Over the years, I’ve navigated activities in a way that made the best of focus, minimised negative stimulus and reduced anxiety. Here’s a list of things I do – hope they help you. If you are struggling to sustain your focus and having anxiety, 1 or 2 of these may be worth a go, to improve your day to day. While I focus well when something fascinates me, I often use this to sustain my attention in conversation, so can sometimes be a little intense. Hyper-fixation can work to our advantage when immersed in things we enjoy, though make other activities tougher to manage.
In overly-stimulating places, my anxiety tends to spike. Parties growing up were like escape rooms – loud, hot, bright – a combination of 80s music and the scent of beer, perfume and meat. When the kids were younger, I shopped quickly so we could linger in a tucked-away cafe. If my Grandad accompanied us, cappuccino came before we set foot in a shop!
Now I have alternative ways to handle those things. I keep to smaller groups when socialising (where possible), in quieter or nature-based settings. I use online ordering or visit local independents. I keep paragraphs shorter, here and in journal entries, so that it’s easier to absorb when reading. Explore your options. Carve a little slow living into your life – even though society moves fast. This list will give you a place to start. It runs a little long, so I’ve batched it into 3 parts…
- Incorporate activities, study and work in topics, areas or subjects that fascinate/stimulate you, where you find it much easier to sustain your concentration. This uses the hyper-fixation in a positive way.
- Set reminders for eating and resting, for times when you are deeply focussed.
- Avoid the negative side of the hyper-fixation by minimising exposure to negative stimulus, such as entertainment, apps or news that triggers strong feelings of distress (that you don’t need to be experiencing).
- Have a worry or anxiety notebook, where you write down what is stressing you. At a more convenient time you can sit with the thoughts/feelings and decide on some actions to minimise or resolve the issue.
- Have clear boundaries that are easy to maintain in relationships, so you can be open with those you wish to.
- Keep any plans, schedule, projects streamlined, so you can break each part into smaller steps, to reduce overwhelm.
- Always start from a place of accepting reality as it is, as this provides a solid foundation beneath shifting emotions.
- Engage in conversation in a slower, more back and forth manner, so you have time to process and listen more fully, when the other person is speaking. Example: Fuelled by a fear of my attention dropping out while I’m in the middle of expressing a more complex thought, I try to “get it all out” in one go, though it can seem like I’m hogging the conversation! My solution to this, is often to break down what I want to say in two or three parts, expressing them one at a time then waiting for the other person to respond to each part, before I speak again. This may sound awkward, though within a handful of conversations it becomes easier and over time, an effortless habit.
- Try the rule of 1-2 and apply it (1 for work, 1 for leisure for instance), and break larger things into parts where feasible.
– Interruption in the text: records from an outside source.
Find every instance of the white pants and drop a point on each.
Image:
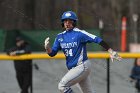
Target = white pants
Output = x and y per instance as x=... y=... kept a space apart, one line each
x=78 y=74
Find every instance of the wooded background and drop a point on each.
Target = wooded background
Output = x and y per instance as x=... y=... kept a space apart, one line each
x=46 y=14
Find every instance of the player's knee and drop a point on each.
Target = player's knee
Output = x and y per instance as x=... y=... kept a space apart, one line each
x=61 y=86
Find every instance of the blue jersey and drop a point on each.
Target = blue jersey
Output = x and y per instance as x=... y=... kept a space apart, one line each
x=73 y=44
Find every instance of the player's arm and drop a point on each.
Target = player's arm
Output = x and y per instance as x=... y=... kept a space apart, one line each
x=47 y=45
x=52 y=51
x=87 y=37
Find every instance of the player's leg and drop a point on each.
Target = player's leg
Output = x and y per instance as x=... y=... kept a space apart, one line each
x=72 y=77
x=86 y=86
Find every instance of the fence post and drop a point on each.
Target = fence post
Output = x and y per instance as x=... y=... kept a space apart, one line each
x=108 y=76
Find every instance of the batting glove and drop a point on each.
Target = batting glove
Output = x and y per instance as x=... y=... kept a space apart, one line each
x=46 y=45
x=114 y=55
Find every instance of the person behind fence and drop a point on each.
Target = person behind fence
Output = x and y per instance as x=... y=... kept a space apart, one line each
x=72 y=41
x=135 y=74
x=23 y=68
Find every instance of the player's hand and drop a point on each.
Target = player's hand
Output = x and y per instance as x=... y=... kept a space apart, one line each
x=46 y=45
x=114 y=55
x=13 y=53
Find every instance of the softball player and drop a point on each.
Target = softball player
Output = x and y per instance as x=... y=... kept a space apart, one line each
x=73 y=44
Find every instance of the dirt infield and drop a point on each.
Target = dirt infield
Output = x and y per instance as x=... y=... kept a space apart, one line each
x=46 y=78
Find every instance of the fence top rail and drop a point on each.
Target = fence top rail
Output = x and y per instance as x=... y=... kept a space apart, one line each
x=62 y=56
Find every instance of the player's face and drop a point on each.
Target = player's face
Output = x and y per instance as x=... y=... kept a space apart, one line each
x=68 y=24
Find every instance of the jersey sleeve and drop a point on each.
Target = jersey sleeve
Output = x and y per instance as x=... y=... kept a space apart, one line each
x=88 y=38
x=56 y=47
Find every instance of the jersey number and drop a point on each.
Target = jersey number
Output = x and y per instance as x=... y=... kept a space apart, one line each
x=68 y=52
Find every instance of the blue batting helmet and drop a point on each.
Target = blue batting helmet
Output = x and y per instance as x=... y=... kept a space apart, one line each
x=69 y=15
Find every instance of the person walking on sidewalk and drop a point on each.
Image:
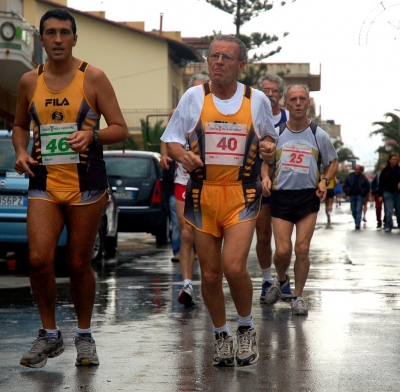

- Have short lists for each day where you can chunk household tasks, work or study tasks that you need to repeat on a regular basis – the habit will form of doing them together in time.
- Over-simplify initially, when struggling to express emotions in order to start talking, then elaborate. Example: “I feel up today, I did some reading though still feel agitated… I’ll go to bed early and journal.”
- Meditation helps expand “sustained” focus. Explore various styles and find one that suits you.
- Take some deep, slow breaths whenever focus wanes or anxiety spikes. Make the exhale slightly extended compared to the inhale and don’t fight the pause between the breaths. It is relaxing though sharpens your awareness.
Try leaning into 1 – 2 of these at a time and adapt them to suit your own lifestyle. It can help you reconsider how to structure your week. People tend towards hyper-activity or hypo-activity. I simplify this with my kids, by talking about feeling UP or DOWN. UP is agitated, fidgety, unable to stick with one task to completion. DOWN is a foggy, disjointed thought process and weighted exhaustion. It feels like every single thing requires a mammoth effort.
I have activities to bring me down when I’m up (journal, meditate, read), and up when I’m down (clean, dance, garden). Because these activities are included regularly, anxiety is reduced and focus improved, for the most part. Though like everyone currently, I’m deferring what isn’t essential or splitting tasks into smaller actions, to get things done. Intensity often recedes with observation. Not everything requires action – sometimes it’s enough to notice then move on. If you need to make changes, do so. This lets more harmony into life.